What about deciders?
If we’re talking about pressure, let’s turn to where there’s some real pressure. Sure, the returner is playing catch-up in every set, but it only really matters in a deciding set.
At the ATP level, the available sample shrinks to 493 matches, of which the first server in the deciding set won 51.7%. Surprisingly, among Challengers, the first server in the final set won only 48.8% of the 797 relevant matches.
These results, especially the Challenger numbers, are far from intuitive. It turns out that the first server has the most dramatic edge in the first set. In the Challenger dataset, the first server won the first set of a match 61.6% of the time! For the ATP-level matches, the edge goes up to 64.6%. At this point, I have to suspect that the data is biased. A 6-3 first set makes a match more likely to show up in this dataset, and the first server is much more likely to win 6-3.
What about “tight” sets?
Here’s another possibility: The first server’s supposed edge really doesn’t kick in until the set gets to about 4-4. There may be a bit of a psychological advantage to serving first, but if someone is winning 6-1 or 6-2, it’s for reasons other than the subtle gain conferred by a coin toss.
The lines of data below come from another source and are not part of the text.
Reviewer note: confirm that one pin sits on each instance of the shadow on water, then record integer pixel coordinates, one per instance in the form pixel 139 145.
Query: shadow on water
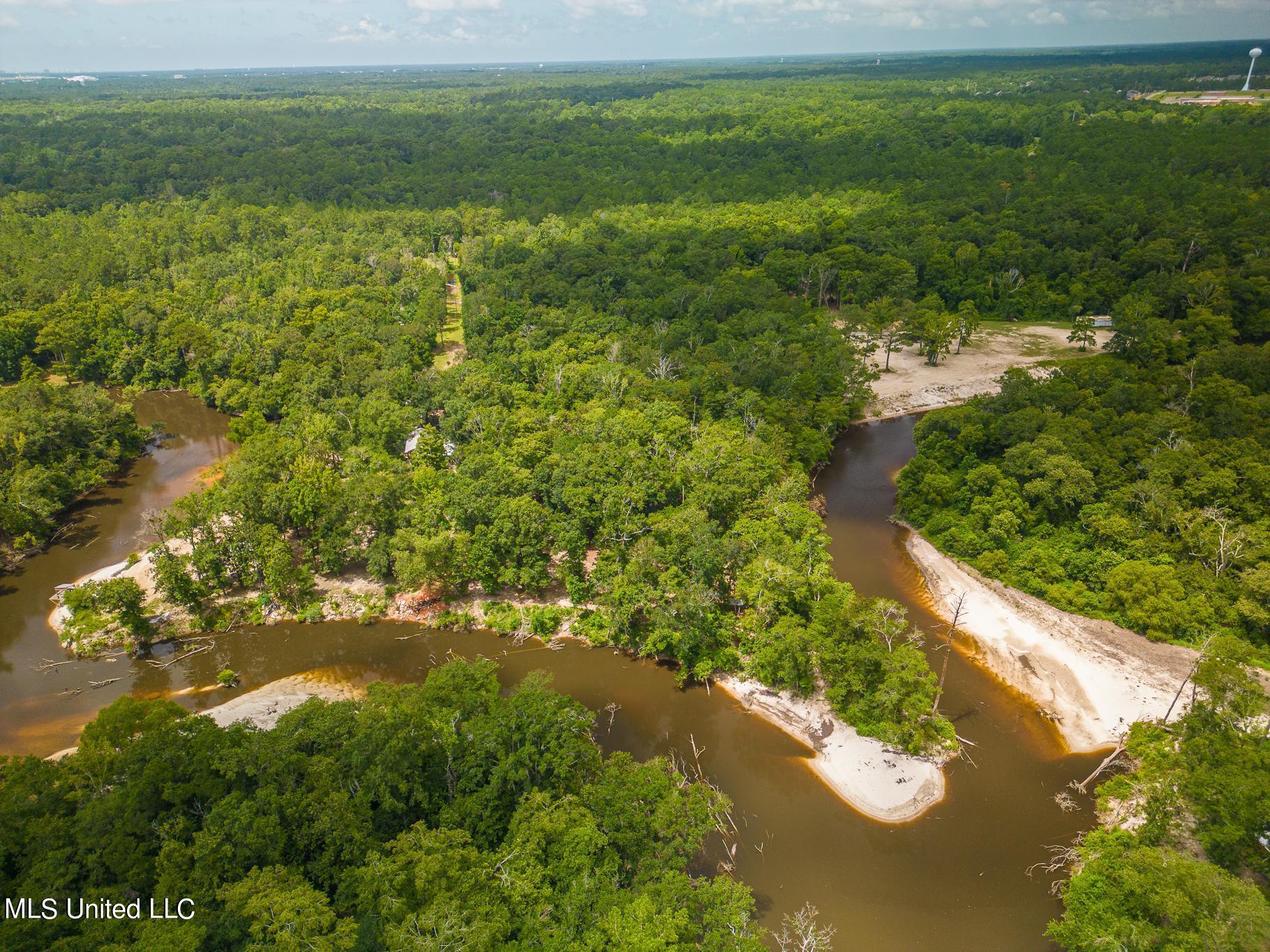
pixel 952 880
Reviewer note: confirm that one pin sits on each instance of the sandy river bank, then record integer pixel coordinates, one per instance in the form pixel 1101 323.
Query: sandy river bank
pixel 1093 678
pixel 876 781
pixel 913 386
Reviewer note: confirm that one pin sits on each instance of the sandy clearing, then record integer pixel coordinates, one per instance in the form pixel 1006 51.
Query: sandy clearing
pixel 879 783
pixel 912 386
pixel 267 704
pixel 1093 678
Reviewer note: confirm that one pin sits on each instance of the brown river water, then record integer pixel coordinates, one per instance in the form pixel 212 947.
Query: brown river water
pixel 954 879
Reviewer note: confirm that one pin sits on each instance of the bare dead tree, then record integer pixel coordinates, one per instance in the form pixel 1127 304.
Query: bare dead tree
pixel 1098 771
pixel 1189 676
pixel 826 278
pixel 1066 801
pixel 802 933
pixel 1059 859
pixel 948 649
pixel 1190 253
pixel 1228 538
pixel 664 367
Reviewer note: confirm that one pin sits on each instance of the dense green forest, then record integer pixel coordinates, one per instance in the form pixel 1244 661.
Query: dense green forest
pixel 56 444
pixel 671 277
pixel 1183 861
pixel 436 815
pixel 1135 494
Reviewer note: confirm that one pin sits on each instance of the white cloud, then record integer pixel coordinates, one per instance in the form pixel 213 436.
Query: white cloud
pixel 938 14
pixel 588 8
pixel 1047 15
pixel 365 31
pixel 431 8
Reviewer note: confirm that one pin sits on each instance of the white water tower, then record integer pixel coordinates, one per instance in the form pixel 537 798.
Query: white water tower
pixel 1254 52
If we limit ourselves to sets with 10 games or more, we get another wacky result. In ATP matches, the player who serves first wins a “tight” set only 44.0% of the time. In the Challenger dataset, it’s 44.1%. Again consistent, but far from intuitive! I would have expected the opposite.
Aside from the plausible aggregate numbers (53% of sets going to the initial server), it’s tough to explain a lot of this. And I’m not sure it’s worth the effort, given the possibility that the dataset is biased. Without better data, it may not be possible to draw any solid conclusions on the advantage gained by serving first.